A MAJOR “G4” INTENSITY GEOMAGNETIC STORM
Sunday night set off a spectacular Northern Lights display visible in places far south of regions most often able to see Auroral displays in the Northern Hemisphere—Auroras were reported in Europe and in Australia in the Southern Hemisphere
- Most often, auroral displays are seen across Alaska, Canada and Scandanavia. But last night’s displays were visible much farther south.
- Robert Steenburgh, space weather scientist at NOAA’s Space Weather Center in Colorado, is quoted by the New York Times saying, “The sun spit off a big blob of plasma,” Mr. Steenburgh said. “The burst of energy, which has its own magnetic field, had been moving through space and reached Earth’s magnetic field on Sunday, when the two collided to create a geomagnetic storm, he said. ‘It got our magnetosphere pretty revved up.’”
- Huge geomagnetic storms like last night’s have been known to produce Northern Lights visible as far south as the equator. They’re not as uncommon as you might think with 100 such displays apt to occur somewhere on the planet every decade (i.e. 10 years).
- Also, here are nighttime weather satellite camera views of the aurora posted by the folks at CIMSS (the Cooperative Institute for Meteorological Satellite Studies) at the University of Wisconsin-Madison, as well as auroral displays posted in Australia by the Bureau of Meteorology (BOM). Also posted are some spectacular shots of the National Weather Service Forecast Office at Riverton, Wyoming.




FULL-DAY TEMP DEPARTURES FROM NORMAL
Extended spell of subnormal chill to persist well into next week


The chill is on with March-level temperatures Tuesday and Wednesday
- Modest “warming” is ahead Thursday and Friday, tempered by lakeside cooling. But, another healthy slug of unseasonably chilly air dives into the nation’s mid-section and spins up a sluggish, slow-moving spring storm system over the coming weekend into early next week
- Modeling hints at a return to something closer to normal the following week, but that’s 12 days off
- Above normal days have outnumbered below normal days by a margin of more than 2 to 1 to date here in Chicago—specifically 75 above normal days to 34 below normal days with just 4 days finishing “normal” since January 1.
- April currently ranks 9th warmest of all Aprils since 1873–and 2023 ranks 6th warmest of the past 151 years.
- You wouldn’t know that Chicago’s stats look so “warm” after the weekend chill and the cool air which has settled over the area with the arrival of northeast winds Tuesday into Wednesday
- A check of Tuesday temps indicates the predicted high of 47 places the day in the chilliest 20% of April 25s on the books for the past 151 years. Only 31 of the past 151 April 25s have remained in the 40s. A high temp of 47 is 15-degrees below the normal high of 62. And, Wednesday’s 49-degree predicted high won’t be much better.

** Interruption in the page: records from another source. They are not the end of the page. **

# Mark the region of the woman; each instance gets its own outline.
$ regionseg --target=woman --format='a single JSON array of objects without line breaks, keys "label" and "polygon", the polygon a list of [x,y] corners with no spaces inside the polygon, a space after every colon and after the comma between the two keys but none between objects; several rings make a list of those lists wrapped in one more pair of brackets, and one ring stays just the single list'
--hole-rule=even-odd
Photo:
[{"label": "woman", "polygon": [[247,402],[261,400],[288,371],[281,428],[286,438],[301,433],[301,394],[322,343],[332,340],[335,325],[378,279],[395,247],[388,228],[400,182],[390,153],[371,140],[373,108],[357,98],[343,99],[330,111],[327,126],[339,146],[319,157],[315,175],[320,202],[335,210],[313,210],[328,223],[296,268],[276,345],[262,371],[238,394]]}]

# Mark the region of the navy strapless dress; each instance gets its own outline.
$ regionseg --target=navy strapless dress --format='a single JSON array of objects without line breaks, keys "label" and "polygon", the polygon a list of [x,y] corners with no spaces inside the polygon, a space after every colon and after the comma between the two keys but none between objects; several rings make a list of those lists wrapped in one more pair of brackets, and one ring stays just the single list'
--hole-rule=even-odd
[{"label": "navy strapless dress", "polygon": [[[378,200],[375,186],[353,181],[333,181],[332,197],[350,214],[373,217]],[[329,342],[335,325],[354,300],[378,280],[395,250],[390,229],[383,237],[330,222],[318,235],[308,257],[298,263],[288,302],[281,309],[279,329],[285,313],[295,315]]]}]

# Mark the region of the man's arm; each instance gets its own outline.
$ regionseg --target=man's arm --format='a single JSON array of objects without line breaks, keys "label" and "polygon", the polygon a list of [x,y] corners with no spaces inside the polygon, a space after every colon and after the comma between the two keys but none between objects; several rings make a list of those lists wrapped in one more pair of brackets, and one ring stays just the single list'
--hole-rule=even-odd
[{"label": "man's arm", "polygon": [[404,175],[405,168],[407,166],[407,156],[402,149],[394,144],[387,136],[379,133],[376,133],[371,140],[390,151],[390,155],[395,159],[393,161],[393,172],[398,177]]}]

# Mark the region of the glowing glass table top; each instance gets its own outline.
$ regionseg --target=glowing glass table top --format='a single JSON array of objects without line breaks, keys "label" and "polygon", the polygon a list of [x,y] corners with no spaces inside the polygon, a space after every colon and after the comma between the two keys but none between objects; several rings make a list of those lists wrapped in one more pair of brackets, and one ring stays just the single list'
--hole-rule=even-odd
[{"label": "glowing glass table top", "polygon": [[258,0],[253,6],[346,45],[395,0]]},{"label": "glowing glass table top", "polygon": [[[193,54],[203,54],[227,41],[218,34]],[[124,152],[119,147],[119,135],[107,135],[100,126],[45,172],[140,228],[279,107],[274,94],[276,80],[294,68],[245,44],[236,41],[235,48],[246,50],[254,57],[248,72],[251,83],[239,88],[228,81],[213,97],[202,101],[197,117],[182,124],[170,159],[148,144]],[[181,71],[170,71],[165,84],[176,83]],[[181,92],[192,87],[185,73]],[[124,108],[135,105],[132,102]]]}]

“WARMING” THURSDAY AND FRIDAY WILL BE MODEST BUT AN IMPROVEMENT—THOUGH LAKE BREEZES WILL KEEP TEMPS A GOOD DEAL LOWER (MID 40s TO MID 50s ALONG LAKE MICHIGAN
- And this weekend we will see another pool of unseasonably cool and unstable air (air which favors a good deal of cloudiness and showers) take up residence over the Midwest—a feature which is to linger into next week. But, there are signs temperatures are to bounce back to more seasonable levels (i.e., hovering around 70 degrees by the week after next)
- That’s quite a way off, but the signs “warming” may take hold have been showing up on multiple models over the past week. This bolsters confidence that the forecast is to maintain a level of consistency having been “teased” by the 80s a week ago.